Buddy Lutts' hurts, while painful and stubborn, were flesh wounds, and the boy had spurned the bed. Slab, the negro, was a willing and deft helper. And Buddy attended Johnse with the devotion born of idolization. In Buddy's boyish appreciation Johnse Hatfield was now a hero, seconded only by his dead father's memory. One bullet had gone entirely through Hatfield, leaving six lodged therein. The surgeon from Hazard had extracted every other one, leaving three inside of Johnse. The doctor did not advance any prophecies direct, because he was not interrogated, but he told the "Ridin' parson" who had been up to the Lutts' house, that in two weeks more Johnse would be up and out, a little heavier, but sound as a grind-stone.

Just at dawn each day, Johnse would open his eyes, yawn and vent an observation he had repeated regularly for three weeks:

"Well—I 'low I'll go up t' th' still long 'bout noontime, Buddy—air yo' a goin' long?—little Cap?"

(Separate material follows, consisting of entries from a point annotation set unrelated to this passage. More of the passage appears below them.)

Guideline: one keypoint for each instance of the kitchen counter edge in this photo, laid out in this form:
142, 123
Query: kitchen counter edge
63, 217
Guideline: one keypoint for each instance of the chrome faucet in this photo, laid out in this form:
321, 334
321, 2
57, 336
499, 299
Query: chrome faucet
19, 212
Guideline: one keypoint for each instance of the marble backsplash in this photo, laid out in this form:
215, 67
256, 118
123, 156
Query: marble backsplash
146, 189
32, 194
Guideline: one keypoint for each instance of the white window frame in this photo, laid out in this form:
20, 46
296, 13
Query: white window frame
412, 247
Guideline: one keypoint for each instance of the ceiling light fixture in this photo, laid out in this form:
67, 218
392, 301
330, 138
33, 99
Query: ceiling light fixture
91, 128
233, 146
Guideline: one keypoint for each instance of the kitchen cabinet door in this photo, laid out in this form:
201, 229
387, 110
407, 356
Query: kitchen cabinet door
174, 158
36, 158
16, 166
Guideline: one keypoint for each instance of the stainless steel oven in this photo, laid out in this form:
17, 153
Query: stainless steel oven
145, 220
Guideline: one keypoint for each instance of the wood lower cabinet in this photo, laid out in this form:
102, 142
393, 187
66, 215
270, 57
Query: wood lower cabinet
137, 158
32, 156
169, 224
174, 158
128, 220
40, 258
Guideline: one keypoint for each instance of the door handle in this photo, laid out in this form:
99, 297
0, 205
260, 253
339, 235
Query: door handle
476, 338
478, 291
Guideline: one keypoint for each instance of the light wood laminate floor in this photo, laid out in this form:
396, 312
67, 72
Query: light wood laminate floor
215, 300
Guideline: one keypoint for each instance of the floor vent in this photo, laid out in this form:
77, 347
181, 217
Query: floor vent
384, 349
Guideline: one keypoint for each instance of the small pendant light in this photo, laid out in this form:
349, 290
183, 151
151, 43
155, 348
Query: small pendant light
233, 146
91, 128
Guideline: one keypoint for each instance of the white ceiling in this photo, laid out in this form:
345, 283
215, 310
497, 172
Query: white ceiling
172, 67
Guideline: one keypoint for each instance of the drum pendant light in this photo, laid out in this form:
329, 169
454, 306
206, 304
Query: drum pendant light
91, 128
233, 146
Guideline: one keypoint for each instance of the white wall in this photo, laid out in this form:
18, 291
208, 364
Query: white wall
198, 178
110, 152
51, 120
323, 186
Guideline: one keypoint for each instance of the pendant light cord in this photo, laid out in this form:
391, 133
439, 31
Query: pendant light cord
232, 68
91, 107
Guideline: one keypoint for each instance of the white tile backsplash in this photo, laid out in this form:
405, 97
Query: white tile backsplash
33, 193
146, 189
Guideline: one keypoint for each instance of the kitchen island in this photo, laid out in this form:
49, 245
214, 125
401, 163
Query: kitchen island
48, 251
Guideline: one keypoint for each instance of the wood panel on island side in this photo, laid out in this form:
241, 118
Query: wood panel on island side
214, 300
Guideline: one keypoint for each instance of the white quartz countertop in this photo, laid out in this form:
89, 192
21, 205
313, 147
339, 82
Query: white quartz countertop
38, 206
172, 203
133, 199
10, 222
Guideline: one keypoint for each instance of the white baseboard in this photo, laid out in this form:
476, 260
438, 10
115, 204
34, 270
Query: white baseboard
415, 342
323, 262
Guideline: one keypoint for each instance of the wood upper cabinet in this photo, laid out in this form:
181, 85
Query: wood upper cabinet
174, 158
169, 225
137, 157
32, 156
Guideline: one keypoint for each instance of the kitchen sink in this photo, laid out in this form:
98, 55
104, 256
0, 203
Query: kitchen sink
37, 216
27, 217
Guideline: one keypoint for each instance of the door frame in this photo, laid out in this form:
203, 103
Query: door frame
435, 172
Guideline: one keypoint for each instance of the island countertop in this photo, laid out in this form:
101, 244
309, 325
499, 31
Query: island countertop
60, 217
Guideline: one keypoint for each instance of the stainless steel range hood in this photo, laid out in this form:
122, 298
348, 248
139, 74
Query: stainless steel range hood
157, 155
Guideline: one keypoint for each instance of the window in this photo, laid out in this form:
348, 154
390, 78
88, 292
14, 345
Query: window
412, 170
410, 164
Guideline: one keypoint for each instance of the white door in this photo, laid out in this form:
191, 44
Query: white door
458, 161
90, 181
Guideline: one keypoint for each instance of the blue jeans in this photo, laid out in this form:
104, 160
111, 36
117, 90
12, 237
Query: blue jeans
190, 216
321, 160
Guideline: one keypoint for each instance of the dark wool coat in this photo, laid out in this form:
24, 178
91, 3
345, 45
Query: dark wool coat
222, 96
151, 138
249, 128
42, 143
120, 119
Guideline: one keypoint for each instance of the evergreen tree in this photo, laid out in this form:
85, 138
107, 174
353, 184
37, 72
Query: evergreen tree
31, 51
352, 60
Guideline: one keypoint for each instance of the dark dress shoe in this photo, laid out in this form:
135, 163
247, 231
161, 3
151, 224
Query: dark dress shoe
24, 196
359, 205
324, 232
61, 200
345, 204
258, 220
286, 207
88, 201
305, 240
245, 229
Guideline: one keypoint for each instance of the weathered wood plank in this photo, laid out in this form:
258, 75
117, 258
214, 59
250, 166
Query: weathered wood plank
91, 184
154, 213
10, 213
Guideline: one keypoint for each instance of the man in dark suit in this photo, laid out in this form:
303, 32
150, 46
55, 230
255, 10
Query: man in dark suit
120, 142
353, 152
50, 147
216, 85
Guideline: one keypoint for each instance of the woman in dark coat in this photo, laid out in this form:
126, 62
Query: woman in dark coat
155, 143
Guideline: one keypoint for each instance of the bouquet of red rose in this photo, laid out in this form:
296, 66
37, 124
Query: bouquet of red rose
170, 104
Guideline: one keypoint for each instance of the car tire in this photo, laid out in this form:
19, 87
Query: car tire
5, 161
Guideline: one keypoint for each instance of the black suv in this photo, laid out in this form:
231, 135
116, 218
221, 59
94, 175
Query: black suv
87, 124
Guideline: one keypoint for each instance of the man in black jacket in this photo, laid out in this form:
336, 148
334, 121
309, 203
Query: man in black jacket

Whereupon, Buddy would bring in the breakfast which old Slab had ready for him. Then Buddy would go to the "what-not" and get the treasured newspaper, and without protest, Johnse would read it all over to the boy, just as he had done each day since the paper had arrived. Logan, the audacious lawyer from the Blue-Grass, who had bearded the McGill faction in their own courthouse, had, thoughtfully, sent Johnse Hatfield a Frankfort newspaper, as a significant token of some sort of respect. The front side of this daily bore a picture, gotten up from description, of Johnse Hatfield. And under this spurious representation were three full-length columns presenting a graphic description of the "Bloodiest Clash in the History of Feudal Warfare," followed by details of the "Graveyard Massacre" by an eye-witness.

According to these reporters, out of some eighty-eight men, who dashed down the road on that fateful night to slaughter the Lutts clan, forty-two of them never got away alive from the graveyard facade.

To Buddy Lutts' keen appreciation, the only flaw in this wholesome narrative was the printed rumor that Sap McGill had escaped and was slowly recuperating over in Southpaw.